Food has always been a central pillar of the Cyrenians work. The core of volunteers that formed the charity in 1968 had previously set up and run a cafe in Edinburgh’s Grassmarket for the rough sleepers from the area. Ever since, eating has been a part of daily life at Cyrenians projects, particularly in the farm and city communities.
Myself and the farm team are now endeavouring to take things a little further and find the farm’s place in the growing Food Sovereignty movement.
Food sovereignty is the right of peoples to healthy and culturally appropriate food produced through ecologically sound and sustainable methods, and their right to define their own food and agriculture systems.
Declaration of Nyéléni
According to the Nyéléni Synthesis Report, the Six pillars of food sovereignty are:
Focusing on food for people, valuing food providers, localizing food systems, putting control locally, building knowledge and skills and working with nature.
If you’ve been following my blogs or any of the other news to leave the farm you’ll see and understand how past and current farm activities fit that ideology.
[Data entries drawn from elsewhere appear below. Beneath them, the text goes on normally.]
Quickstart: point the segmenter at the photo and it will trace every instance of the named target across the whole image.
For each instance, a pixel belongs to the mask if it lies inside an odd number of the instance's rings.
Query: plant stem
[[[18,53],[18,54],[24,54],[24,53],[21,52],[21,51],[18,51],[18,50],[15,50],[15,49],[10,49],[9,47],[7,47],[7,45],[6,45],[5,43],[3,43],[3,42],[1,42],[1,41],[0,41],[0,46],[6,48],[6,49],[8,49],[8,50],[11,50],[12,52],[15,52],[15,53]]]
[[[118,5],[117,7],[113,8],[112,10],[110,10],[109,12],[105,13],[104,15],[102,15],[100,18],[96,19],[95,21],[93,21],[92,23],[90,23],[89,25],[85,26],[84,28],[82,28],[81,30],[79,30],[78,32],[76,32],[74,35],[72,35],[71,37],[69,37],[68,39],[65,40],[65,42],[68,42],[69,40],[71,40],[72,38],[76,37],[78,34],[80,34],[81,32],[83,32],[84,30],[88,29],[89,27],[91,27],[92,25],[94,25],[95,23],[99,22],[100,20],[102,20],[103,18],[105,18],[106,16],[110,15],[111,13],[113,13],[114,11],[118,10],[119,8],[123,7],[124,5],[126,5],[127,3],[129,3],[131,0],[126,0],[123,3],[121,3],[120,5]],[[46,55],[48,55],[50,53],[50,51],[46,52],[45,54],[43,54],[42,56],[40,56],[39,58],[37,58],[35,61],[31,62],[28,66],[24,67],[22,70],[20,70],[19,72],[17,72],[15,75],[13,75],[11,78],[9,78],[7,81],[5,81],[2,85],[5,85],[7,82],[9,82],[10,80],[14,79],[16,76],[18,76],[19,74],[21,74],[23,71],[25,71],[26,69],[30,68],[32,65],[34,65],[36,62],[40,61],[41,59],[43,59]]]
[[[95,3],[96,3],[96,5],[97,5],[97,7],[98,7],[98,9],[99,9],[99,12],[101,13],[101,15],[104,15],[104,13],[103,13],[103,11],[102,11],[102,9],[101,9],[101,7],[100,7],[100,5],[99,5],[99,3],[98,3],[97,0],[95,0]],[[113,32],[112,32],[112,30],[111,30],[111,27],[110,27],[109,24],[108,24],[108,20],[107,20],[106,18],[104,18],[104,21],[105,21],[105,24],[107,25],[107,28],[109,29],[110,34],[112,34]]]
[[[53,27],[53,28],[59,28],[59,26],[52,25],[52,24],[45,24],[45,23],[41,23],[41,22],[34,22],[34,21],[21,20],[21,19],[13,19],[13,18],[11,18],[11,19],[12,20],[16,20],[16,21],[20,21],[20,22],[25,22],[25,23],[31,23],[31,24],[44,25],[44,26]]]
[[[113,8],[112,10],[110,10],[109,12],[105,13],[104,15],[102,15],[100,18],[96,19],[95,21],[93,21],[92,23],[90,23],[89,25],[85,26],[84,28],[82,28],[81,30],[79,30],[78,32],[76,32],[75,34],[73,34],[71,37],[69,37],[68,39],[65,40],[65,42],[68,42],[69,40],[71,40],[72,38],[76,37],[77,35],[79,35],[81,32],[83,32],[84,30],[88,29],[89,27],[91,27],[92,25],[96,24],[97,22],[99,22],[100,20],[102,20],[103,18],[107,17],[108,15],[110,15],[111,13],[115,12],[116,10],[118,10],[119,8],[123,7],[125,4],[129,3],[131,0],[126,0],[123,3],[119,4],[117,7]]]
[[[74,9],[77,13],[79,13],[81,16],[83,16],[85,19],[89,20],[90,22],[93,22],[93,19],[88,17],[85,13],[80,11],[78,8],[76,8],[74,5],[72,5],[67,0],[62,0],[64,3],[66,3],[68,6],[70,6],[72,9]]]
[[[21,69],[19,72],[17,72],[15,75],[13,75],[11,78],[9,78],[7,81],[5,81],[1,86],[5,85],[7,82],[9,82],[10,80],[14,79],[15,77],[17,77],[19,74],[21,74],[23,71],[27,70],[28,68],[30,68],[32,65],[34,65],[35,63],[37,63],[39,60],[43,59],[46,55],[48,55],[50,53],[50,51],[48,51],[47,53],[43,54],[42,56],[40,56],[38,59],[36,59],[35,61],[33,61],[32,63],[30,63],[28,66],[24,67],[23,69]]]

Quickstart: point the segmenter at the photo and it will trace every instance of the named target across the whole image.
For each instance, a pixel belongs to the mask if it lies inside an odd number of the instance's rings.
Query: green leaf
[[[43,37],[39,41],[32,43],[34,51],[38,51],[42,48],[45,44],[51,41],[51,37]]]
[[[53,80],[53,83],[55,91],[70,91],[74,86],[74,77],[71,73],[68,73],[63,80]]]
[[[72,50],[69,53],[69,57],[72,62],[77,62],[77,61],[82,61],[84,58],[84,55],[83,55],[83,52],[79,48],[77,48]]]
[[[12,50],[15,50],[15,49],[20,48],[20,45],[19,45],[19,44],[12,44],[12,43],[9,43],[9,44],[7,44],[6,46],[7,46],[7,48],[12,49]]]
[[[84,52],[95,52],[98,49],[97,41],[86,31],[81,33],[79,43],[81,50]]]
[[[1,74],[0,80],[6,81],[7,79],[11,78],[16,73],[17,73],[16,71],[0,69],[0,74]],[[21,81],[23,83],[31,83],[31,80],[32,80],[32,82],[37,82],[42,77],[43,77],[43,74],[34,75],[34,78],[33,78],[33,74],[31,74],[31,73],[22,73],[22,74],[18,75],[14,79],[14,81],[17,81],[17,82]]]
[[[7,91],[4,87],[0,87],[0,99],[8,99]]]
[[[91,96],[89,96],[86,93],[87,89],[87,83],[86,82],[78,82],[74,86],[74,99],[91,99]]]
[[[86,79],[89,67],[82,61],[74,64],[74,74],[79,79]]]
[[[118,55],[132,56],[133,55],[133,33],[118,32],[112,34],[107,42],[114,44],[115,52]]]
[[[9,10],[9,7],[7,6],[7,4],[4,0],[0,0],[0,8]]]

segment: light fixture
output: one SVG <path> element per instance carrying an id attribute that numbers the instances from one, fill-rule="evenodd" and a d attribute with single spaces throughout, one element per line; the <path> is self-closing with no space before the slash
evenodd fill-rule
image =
Everyone is welcome at the farm to come and work, talk, learn, eat and occasionally play. We journey with people as they learn about healthy eating, cooking and growing. We sell our vegetables at competitive and affordable prices. We’re partnering with a diverse range of community groups who can now learn, from us, how to sell some of their own fresh produce to improve the sustainability of their projects. Through these partnerships we are possibly creating the embryo of a new short supply chain for fruit and veg from micro-growers and new starts. This broadens our social reach and may give the local food economy in our area a bit of a lift. Our re-conversion to organic certification enshrines our commitment to growing our produce while stewarding the land.
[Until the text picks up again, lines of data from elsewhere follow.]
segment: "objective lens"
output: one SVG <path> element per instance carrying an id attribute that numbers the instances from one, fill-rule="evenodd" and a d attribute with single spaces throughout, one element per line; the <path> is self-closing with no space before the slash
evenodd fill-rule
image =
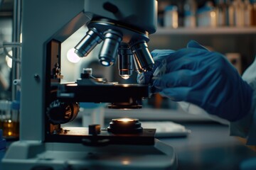
<path id="1" fill-rule="evenodd" d="M 124 79 L 128 79 L 132 74 L 133 54 L 126 44 L 122 44 L 118 49 L 119 74 Z"/>
<path id="2" fill-rule="evenodd" d="M 103 66 L 112 66 L 115 62 L 122 35 L 117 31 L 108 30 L 104 35 L 105 40 L 99 55 L 99 60 Z"/>
<path id="3" fill-rule="evenodd" d="M 75 47 L 75 52 L 80 57 L 87 56 L 103 39 L 102 35 L 95 28 L 91 28 L 85 36 Z"/>
<path id="4" fill-rule="evenodd" d="M 154 60 L 149 51 L 146 42 L 139 42 L 131 46 L 134 62 L 139 72 L 150 71 L 154 67 Z"/>

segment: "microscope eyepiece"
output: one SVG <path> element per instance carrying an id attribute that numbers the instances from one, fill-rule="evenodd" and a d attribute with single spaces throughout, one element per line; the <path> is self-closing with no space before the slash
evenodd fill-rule
<path id="1" fill-rule="evenodd" d="M 131 49 L 134 57 L 134 64 L 139 72 L 150 71 L 153 69 L 154 62 L 145 41 L 132 44 Z"/>
<path id="2" fill-rule="evenodd" d="M 133 54 L 127 44 L 122 44 L 118 49 L 118 70 L 122 78 L 127 79 L 132 74 Z"/>
<path id="3" fill-rule="evenodd" d="M 113 30 L 104 33 L 105 38 L 99 55 L 99 60 L 103 66 L 112 66 L 114 64 L 118 47 L 122 35 Z"/>
<path id="4" fill-rule="evenodd" d="M 90 28 L 85 36 L 75 47 L 75 52 L 80 57 L 85 57 L 102 39 L 103 35 L 95 28 Z"/>

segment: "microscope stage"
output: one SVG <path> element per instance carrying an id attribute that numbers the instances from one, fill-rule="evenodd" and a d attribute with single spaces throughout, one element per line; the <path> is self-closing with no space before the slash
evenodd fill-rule
<path id="1" fill-rule="evenodd" d="M 47 141 L 57 142 L 82 143 L 89 146 L 107 144 L 154 145 L 156 129 L 143 129 L 141 133 L 113 134 L 107 129 L 101 130 L 98 135 L 89 135 L 87 128 L 63 128 L 58 134 L 48 135 Z"/>

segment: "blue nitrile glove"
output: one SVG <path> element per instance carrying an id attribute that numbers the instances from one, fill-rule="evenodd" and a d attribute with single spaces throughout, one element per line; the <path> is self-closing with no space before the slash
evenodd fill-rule
<path id="1" fill-rule="evenodd" d="M 138 76 L 138 83 L 151 84 L 162 96 L 198 106 L 230 121 L 249 112 L 252 89 L 221 54 L 195 41 L 176 52 L 154 50 L 156 67 Z"/>

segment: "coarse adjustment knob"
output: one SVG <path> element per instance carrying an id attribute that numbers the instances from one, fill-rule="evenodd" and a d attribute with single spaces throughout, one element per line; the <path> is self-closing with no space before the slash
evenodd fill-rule
<path id="1" fill-rule="evenodd" d="M 79 112 L 77 102 L 67 103 L 55 100 L 47 108 L 46 115 L 53 125 L 63 124 L 73 120 Z"/>

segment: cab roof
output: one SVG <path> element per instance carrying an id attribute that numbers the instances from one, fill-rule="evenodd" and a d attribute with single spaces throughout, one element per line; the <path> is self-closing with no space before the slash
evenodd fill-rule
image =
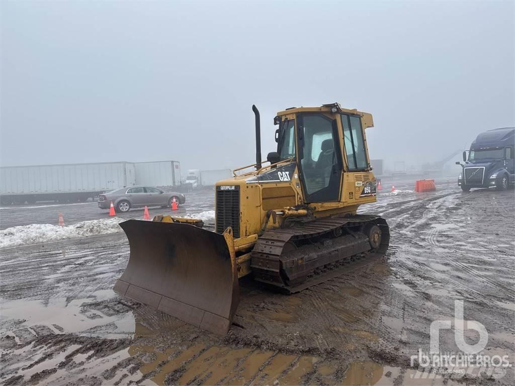
<path id="1" fill-rule="evenodd" d="M 336 109 L 336 110 L 335 110 Z M 358 111 L 356 109 L 344 109 L 341 107 L 339 103 L 327 103 L 322 104 L 318 107 L 289 107 L 277 113 L 277 116 L 281 117 L 284 115 L 293 115 L 299 113 L 318 113 L 323 112 L 330 114 L 334 114 L 336 112 L 340 112 L 346 114 L 359 115 L 362 117 L 362 121 L 365 127 L 373 127 L 373 119 L 372 114 L 370 113 L 365 113 L 362 111 Z"/>
<path id="2" fill-rule="evenodd" d="M 471 149 L 504 147 L 515 144 L 515 127 L 502 127 L 481 133 L 470 146 Z"/>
We’re also breaking new ground with our neighbors (the Scottish War Blinded) by helping them to renovate a long abandoned walled garden which is the only remaining building left of the once grand Linburn Estate at Wilkieston. We are doing this with the help of staff from the JP Morgan office in Edinburgh who are going to join us in groups of ten on Tuesdays for at least a couple of years. This project (now titled ‘Unearthed’) brings together many of these elements and uses food, both eating and growing it, to forge new community bonds. The farm will gain new ground in a protected fertile space to grow our crops, the Scottish War Blinded members will get ‘pottering rights,’ their awesome, 4 acre walled garden refurbished and a share of the produce for their canteen where their members have lunch. The staff from JPM will get a chance to bond with new team mates and place their company firmly back into the broader Edinburgh community. As the project develops we’ll open up other routes for JPM staff to help us to help other vulnerable people in the community. Obviously, we all eat lunch together when working on this project as well. Our volunteer, Karen McRoberts, has cooked up a couple of delicious curries for us on these days.
I cannot describe how good it feels, in this day and age, to have such open commitment from such different organisations toward a project which focuses on Community and Food Sovereignty. I’d particularly like to thank Jim Thomson, site manager of the Linburn Centre and Murray Bremner, Managing Director of the JPM Edinburgh Campus for sharing this vision and pulling strings to help me make it happen. It just goes to show what good things can happen when opinions and wants converge.
So, if you come to the farm at lunch time, grab a plate, help yourself to some food, sit on a bale next to someone you don’t know, eat, chat and see what positive schemes and dreams unfold. Just be quick, us farmers and gardeners are a hungry bunch.